When Marla Miller came to western Massachusetts from Wisconsin in the summer of 1987, she hiked up Mount Sugarloaf. At the summit 650 feet off the ground, she looked out into the vast Pioneer Valley, the Connecticut River meandering through hills and farmland. In the distance, she could see a cluster of tall buildings peaking up from the otherwise rural landscape. Miller asked someone what the name of that city was.

Although the place Miller was looking at has its own postal code, it is not a city or town. It is the campus of the University of Massachusetts Amherst and one of its most recognizable landmarks is the W.E.B. Du Bois Library. Rising nearly 300 feet into the Western Massachusetts sky, it’s the world’s tallest academic library. But standing in its shadow is a smaller and much older building.
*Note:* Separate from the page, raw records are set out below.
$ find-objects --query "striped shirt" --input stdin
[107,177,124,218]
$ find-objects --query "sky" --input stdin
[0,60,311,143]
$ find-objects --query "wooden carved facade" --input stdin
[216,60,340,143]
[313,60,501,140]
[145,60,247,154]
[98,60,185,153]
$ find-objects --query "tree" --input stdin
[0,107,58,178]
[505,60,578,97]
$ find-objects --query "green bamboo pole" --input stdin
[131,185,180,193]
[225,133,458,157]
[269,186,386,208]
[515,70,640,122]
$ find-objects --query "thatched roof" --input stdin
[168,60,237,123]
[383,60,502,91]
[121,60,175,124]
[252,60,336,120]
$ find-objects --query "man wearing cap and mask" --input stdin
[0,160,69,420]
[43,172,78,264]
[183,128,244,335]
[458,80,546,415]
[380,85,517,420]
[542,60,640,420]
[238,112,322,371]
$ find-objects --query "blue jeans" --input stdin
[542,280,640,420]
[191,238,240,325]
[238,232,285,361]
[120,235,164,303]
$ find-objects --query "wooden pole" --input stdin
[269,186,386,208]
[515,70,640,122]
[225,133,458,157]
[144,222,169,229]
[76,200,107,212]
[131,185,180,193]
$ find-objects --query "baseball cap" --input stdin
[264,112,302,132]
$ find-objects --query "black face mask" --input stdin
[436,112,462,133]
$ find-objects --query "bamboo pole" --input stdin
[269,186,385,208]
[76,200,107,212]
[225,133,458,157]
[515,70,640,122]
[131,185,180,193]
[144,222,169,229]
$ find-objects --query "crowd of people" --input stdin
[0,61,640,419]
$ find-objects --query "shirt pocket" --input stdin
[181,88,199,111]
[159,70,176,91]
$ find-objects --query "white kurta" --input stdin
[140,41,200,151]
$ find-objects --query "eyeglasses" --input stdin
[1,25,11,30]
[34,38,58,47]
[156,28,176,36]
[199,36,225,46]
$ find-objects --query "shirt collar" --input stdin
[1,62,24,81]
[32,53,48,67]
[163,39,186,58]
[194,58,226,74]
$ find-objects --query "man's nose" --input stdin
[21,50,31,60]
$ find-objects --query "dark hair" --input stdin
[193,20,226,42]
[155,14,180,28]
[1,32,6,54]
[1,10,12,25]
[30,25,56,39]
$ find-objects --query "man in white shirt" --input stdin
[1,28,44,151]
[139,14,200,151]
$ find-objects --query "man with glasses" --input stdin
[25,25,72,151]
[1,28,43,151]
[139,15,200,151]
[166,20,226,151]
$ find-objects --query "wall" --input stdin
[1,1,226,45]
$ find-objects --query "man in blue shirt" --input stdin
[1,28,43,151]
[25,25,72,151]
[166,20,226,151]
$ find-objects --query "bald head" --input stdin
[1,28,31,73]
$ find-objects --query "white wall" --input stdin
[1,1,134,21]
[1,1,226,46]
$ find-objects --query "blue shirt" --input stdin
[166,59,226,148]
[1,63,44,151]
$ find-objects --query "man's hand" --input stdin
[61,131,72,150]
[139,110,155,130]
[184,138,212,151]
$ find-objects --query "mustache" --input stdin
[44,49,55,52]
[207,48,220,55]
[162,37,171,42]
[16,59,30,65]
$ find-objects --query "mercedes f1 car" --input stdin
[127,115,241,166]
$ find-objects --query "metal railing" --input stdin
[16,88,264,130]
Thousands of people pass by it everyday. It beckons a photographer on a recent sunny afternoon. He kneels down on the grass behind his tripod, trying to capture the light as it dances on the building’s granite and brownstone veneer. On special occasions, its bells can be heard chiming across campus. Otherwise, it is silent. The doors are locked. An engraving near the base of the building reveals the first stone was laid in 1884. The Old Chapel has been used as a library, museum, event space, offices, and, most recently, as the home of the marching band. The chapel has been called the emotional heart of the campus. For the campus’ 150th birthday, the bakeshop created a 150-pound cake in the shape of this historic building. A graphic rendition of its clock tower is featured in the center of the university’s sesquicentennial logo.

While the Old Chapel is one of UMass Amherst’s most beloved places, it has been empty since 1996. Just beyond its pleasant exterior, the building is in bad shape. Now, an ambitious fundraising campaign could help reopen a building that serves as a reminder of the university’s humble beginnings as a small agricultural college.
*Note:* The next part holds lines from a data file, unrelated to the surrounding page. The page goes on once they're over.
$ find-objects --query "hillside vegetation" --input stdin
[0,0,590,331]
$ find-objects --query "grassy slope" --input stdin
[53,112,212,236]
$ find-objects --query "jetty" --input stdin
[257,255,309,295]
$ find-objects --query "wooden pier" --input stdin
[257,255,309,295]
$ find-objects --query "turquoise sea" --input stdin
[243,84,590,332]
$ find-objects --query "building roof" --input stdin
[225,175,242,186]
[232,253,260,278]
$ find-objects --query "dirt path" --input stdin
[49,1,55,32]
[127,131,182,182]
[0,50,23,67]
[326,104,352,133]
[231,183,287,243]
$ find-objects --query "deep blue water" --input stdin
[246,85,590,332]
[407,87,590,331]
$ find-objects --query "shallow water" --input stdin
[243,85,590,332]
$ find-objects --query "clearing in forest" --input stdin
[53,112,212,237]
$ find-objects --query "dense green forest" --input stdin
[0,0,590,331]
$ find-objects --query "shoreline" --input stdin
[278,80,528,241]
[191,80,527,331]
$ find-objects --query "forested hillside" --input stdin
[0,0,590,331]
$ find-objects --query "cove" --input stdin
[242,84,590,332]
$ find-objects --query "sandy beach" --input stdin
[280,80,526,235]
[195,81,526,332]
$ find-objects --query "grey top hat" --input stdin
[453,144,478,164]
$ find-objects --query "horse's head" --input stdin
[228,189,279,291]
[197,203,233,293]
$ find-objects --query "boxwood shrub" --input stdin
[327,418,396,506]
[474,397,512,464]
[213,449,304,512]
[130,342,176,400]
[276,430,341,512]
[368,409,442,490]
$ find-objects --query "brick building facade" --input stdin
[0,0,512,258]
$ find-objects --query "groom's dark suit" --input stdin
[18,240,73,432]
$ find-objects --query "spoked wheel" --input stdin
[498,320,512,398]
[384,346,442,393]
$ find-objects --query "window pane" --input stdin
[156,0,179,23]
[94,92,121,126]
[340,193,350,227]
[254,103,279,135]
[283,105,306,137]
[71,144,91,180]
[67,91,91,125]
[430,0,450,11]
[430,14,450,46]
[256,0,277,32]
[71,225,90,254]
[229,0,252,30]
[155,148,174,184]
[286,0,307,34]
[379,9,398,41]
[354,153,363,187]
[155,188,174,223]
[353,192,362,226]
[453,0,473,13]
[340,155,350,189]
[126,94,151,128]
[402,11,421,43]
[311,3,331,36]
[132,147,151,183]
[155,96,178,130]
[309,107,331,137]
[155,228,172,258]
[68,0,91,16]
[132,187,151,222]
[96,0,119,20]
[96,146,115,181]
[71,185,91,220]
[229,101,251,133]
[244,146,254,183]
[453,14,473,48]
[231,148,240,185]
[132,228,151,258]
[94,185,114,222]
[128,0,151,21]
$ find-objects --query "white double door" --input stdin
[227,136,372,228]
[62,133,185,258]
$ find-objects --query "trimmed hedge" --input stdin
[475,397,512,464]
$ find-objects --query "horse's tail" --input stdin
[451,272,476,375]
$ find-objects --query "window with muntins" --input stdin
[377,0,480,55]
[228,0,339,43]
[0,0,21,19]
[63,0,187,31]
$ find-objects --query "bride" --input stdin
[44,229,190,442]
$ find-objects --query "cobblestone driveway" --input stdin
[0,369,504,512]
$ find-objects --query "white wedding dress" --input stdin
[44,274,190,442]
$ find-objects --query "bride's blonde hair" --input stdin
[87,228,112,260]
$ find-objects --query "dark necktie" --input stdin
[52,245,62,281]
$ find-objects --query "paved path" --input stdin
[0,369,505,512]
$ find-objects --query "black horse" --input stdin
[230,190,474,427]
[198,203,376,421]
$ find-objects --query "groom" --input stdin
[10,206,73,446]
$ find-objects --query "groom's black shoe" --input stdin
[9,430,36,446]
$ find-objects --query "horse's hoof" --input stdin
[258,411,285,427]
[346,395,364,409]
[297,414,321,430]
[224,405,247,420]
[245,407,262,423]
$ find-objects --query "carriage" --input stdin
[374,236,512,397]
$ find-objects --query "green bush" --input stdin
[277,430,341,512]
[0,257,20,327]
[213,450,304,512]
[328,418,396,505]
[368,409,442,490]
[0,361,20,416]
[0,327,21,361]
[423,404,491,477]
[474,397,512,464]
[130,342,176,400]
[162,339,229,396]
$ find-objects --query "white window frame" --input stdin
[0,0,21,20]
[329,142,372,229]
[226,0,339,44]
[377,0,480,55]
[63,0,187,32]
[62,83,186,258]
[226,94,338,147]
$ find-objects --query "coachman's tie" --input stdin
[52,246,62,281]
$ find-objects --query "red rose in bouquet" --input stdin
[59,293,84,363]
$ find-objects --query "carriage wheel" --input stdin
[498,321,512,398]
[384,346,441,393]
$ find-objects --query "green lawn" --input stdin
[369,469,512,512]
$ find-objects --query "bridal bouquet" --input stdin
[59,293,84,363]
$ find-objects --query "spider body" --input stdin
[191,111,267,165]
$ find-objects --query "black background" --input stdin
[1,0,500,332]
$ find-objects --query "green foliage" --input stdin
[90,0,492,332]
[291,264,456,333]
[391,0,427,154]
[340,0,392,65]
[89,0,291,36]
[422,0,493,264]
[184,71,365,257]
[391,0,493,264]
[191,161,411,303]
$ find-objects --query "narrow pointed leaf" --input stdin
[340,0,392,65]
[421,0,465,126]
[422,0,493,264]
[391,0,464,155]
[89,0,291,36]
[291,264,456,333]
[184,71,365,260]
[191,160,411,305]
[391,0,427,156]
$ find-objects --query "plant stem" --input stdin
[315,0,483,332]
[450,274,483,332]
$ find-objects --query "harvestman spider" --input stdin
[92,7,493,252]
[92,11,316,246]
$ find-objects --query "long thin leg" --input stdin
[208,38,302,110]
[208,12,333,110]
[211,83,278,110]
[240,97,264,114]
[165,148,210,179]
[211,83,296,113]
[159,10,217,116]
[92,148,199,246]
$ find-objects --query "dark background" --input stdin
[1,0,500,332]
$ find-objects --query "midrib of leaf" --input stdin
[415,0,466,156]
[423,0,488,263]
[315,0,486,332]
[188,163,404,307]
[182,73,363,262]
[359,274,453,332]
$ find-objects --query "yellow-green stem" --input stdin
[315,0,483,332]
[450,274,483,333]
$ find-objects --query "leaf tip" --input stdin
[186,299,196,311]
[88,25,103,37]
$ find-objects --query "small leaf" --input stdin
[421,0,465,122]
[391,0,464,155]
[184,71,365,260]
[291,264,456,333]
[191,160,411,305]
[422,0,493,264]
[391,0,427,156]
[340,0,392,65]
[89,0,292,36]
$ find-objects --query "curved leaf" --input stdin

On a recent morning, the public was invited to a rare tour of the chapel. Our tour guide, Richard Nathhorst, unlocks the door and leads a small group up a flight of stairs. We walk into a large, empty space with a stage on the north end and a balcony on the south. Tall, rounded windows flood the room with the white light of a cloudy morning. Small patches of the greenish drywall are missing, exposing sections of a wooden frame behind it. The corners of the room are draped with cobwebs that have accumulated from disuse. The ceiling is high and long beams intersect each other under the roof.
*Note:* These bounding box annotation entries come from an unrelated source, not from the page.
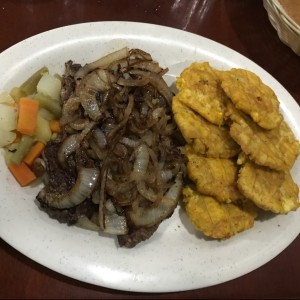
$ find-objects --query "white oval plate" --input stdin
[0,22,300,292]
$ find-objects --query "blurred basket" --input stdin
[263,0,300,55]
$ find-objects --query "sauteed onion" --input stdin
[37,48,185,247]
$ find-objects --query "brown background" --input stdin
[0,0,300,299]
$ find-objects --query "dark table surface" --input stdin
[0,0,300,299]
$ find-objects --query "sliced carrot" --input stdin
[8,162,36,186]
[50,120,60,133]
[17,98,39,136]
[23,142,45,166]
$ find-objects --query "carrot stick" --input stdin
[17,98,39,136]
[50,120,60,133]
[23,142,45,166]
[8,162,36,186]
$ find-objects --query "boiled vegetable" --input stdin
[10,135,34,165]
[49,120,61,133]
[20,67,48,96]
[35,114,52,144]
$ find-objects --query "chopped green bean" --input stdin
[10,135,34,165]
[20,67,48,96]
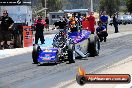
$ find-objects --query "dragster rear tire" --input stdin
[88,36,100,57]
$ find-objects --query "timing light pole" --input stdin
[45,0,47,17]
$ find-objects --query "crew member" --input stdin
[100,11,108,30]
[96,21,108,42]
[69,14,78,32]
[35,16,45,44]
[87,12,96,34]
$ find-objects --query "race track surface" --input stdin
[0,35,132,88]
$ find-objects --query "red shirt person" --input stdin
[87,12,96,33]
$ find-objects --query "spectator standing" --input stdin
[34,16,45,44]
[45,17,49,31]
[87,12,96,34]
[0,10,14,49]
[96,21,108,42]
[100,11,108,30]
[113,13,119,33]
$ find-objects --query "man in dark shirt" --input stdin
[96,21,108,42]
[100,11,108,30]
[45,17,49,31]
[113,14,119,33]
[0,10,14,48]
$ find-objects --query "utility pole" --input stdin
[45,0,47,17]
[91,0,93,12]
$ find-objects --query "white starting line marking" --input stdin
[115,81,132,88]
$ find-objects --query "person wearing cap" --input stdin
[96,21,108,42]
[0,10,14,49]
[69,14,78,32]
[34,15,45,44]
[100,11,108,30]
[86,12,96,34]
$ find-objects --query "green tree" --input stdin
[126,0,132,13]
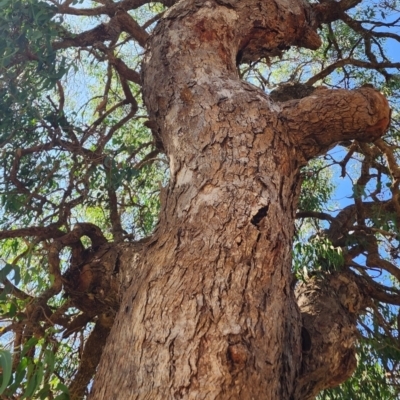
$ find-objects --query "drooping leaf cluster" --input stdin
[0,0,400,399]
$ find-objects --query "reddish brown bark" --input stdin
[91,0,389,400]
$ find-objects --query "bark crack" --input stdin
[250,205,269,228]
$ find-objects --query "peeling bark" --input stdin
[90,0,389,400]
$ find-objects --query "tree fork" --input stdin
[90,0,390,400]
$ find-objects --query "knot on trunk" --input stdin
[295,272,366,400]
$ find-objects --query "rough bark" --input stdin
[90,0,389,400]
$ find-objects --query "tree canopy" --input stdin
[0,0,400,399]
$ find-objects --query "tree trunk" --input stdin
[90,0,389,400]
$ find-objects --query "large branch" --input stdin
[279,87,390,160]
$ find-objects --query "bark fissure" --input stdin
[91,0,389,400]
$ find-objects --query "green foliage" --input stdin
[0,0,400,400]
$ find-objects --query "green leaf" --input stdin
[0,350,12,394]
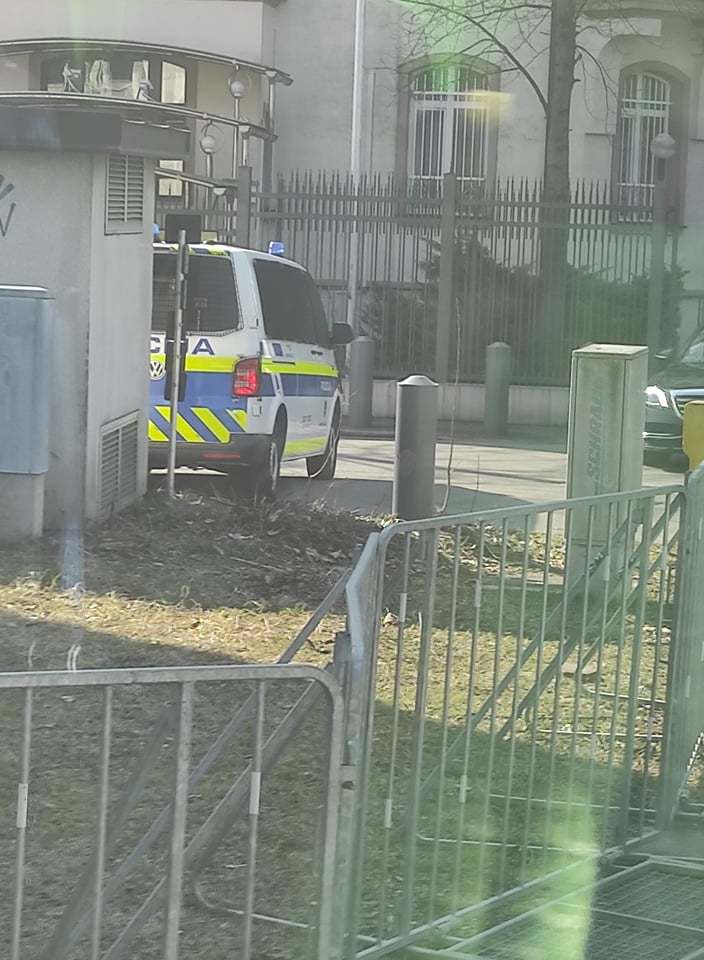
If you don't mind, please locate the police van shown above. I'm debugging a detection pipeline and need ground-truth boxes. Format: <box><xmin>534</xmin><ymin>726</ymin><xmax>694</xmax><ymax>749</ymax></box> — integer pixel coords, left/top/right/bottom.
<box><xmin>149</xmin><ymin>243</ymin><xmax>352</xmax><ymax>496</ymax></box>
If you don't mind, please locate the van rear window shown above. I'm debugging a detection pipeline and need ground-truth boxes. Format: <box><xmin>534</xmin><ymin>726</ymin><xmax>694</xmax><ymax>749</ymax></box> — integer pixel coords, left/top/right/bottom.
<box><xmin>152</xmin><ymin>253</ymin><xmax>240</xmax><ymax>333</ymax></box>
Nathhorst stands in front of the stage. He wears a light blue dress shirt and a maroon tie with the UMass Amherst seal printed on it. Nathhorst is a capital project manager with the university’s Facilities Planning Division, but he is better known on campus as the unofficial Old Chapel expert.

Nathhorst says the windows were once filled with stained glass, but to call this building a chapel is a “misnomer” because it was never used as a church. “The stained glass was not ecclesiastical at all,” he explains. “The fact of the matter is that Old Chapel has never been a church of any kind. It’s never been consecrated for any religious services.” However, a student handbook from the 1890s suggests that Christianity played a central role in the lives of students in those days. It says they were required to attend religious services here on Sundays unless they had a valid excuse. Nathhorst says it was more like a high school homeroom where everybody went to hear daily announcements.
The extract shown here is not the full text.